L’affaire concerne les poursuites engagées par la Cour pénale spéciale contre Issa Sallet Adoum (alias Bozizé), Yaouba Ousman et Mahamat Tahir pour des crimes commis lors de l’attaque menée par le groupe armé 3R (Retour, Réclamation et Réhabilitation) contre des populations civiles le 21 mai 2019 dans les localités de Lemouna, Koundjili et Bohong.
Cette affaire constitue l’une des principales décisions de la Cour pénale spéciale concernant des crimes internationaux commis en République centrafricaine. Elle établit la responsabilité pénale de membres du groupe armé 3R pour des attaques contre des civils, incluant meurtres, viols et traitements inhumains, et prévoit des réparations pour les victimes, entièrement exécutées en 2024.
La Procédure
- Réquisitoire introductif du Parquet spécial du 30 juillet 2019
- Ordonnance de disjonction, de non-lieu partiel et de renvoi des juges d’instruction devant la Chambre d’assises du 3 décembre 2021
- Arrêt de la Chambre d’accusation spéciale n°018/CPS.CAS.21 du 17 décembre 2021
- Jugement n°003-2022 de la Chambre d’assises sur l’action publique du 31 octobre 2022
- Arrêt n°9 de la Chambre d’appel sur l’action publique du 20 juillet 2023
- Jugement n°001-2023 de la Chambre d’assises sur les intérêts civils
Arrêt°13 de la Chambre d’appel du 23 octobre 2023 sur les intérêts civils
- Les mesures de réparation ont été totalement exécutées le 30 aout 2024.

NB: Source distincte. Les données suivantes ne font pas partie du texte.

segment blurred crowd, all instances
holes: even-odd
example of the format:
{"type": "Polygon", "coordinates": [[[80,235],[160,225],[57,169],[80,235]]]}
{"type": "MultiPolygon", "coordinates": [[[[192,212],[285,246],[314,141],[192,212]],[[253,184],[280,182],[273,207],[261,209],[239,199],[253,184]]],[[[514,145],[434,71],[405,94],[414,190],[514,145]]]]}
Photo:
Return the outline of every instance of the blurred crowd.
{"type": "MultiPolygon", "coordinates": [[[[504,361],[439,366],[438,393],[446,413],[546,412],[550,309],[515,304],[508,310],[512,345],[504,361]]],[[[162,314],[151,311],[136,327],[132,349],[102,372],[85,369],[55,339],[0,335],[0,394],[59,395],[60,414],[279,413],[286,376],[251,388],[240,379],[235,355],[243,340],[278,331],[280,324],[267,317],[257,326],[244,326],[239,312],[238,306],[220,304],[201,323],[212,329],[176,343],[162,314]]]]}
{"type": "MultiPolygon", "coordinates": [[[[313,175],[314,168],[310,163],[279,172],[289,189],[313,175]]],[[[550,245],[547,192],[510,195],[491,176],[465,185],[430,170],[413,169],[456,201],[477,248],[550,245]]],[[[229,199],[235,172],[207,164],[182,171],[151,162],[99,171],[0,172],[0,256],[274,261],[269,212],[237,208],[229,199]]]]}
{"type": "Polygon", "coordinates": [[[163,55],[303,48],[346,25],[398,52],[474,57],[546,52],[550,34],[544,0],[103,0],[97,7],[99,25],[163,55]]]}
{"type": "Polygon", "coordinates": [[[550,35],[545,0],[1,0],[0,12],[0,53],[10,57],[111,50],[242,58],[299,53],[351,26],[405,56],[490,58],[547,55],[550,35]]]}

- Ousman YAOUBA, condamné à 20 ans d’emprisonnement
- en tant que co-auteur (article 55-a de la Loi Organique (CPS) du crime contre l’humanité de meurtre (article 153 alinéa 1 du Code pénal) et du crime de guerre de meurtre (article 156 du Code pénal en combinaison avec l’article 3-1-a commun aux Conventions de Genève) survenus le 21 mai 2019 à Lemouna, y compris la tentative de ces crimes (article 55-f de la Loi Organique (CPS)) ;
- tant que co-auteur (article 55-a de le Loi Organique (CPS)) du crime contre l’humanité d’autres actes inhumains (article 153 alinéa 12 du Code pénal) et du crime de guerre d’atteintes à la dignité des personnes (article 156 du Code pénal en combinaison avec l’article 3-1-c commun aux Conventions de Genève) survenus le 21 mai 2019 à Lemouna
- Mahamat TAHIR, condamné à 20 ans d’emprisonnement
- en tant que co-auteur (article 55-a de la Loi Organique (CPS) du crime contre l’humanité de meurtre (article 153 alinéa 1 du Code pénal) et du crime de guerre de meurtre (article 156 du Code pénal en combinaison avec l’article 3-1-a commun aux Conventions de Genève) survenus le 21 mai 2019 à Lemouna, y compris la tentative de ces crimes (article 55-f de la Loi Organique (CPS))
- en tant que co-auteur (article 55-a de le Loi Organique (CPS)) du crime contre l’humanité d’autres actes inhumains (article 153 alinéa 12 du Code pénal) et du crime de guerre d’atteintes à la dignité des personnes (article 156 du Code pénal en combinaison avec l’article 3-1-c commun aux Conventions de Genève) survenus le 21 mai 2019 à Lemouna.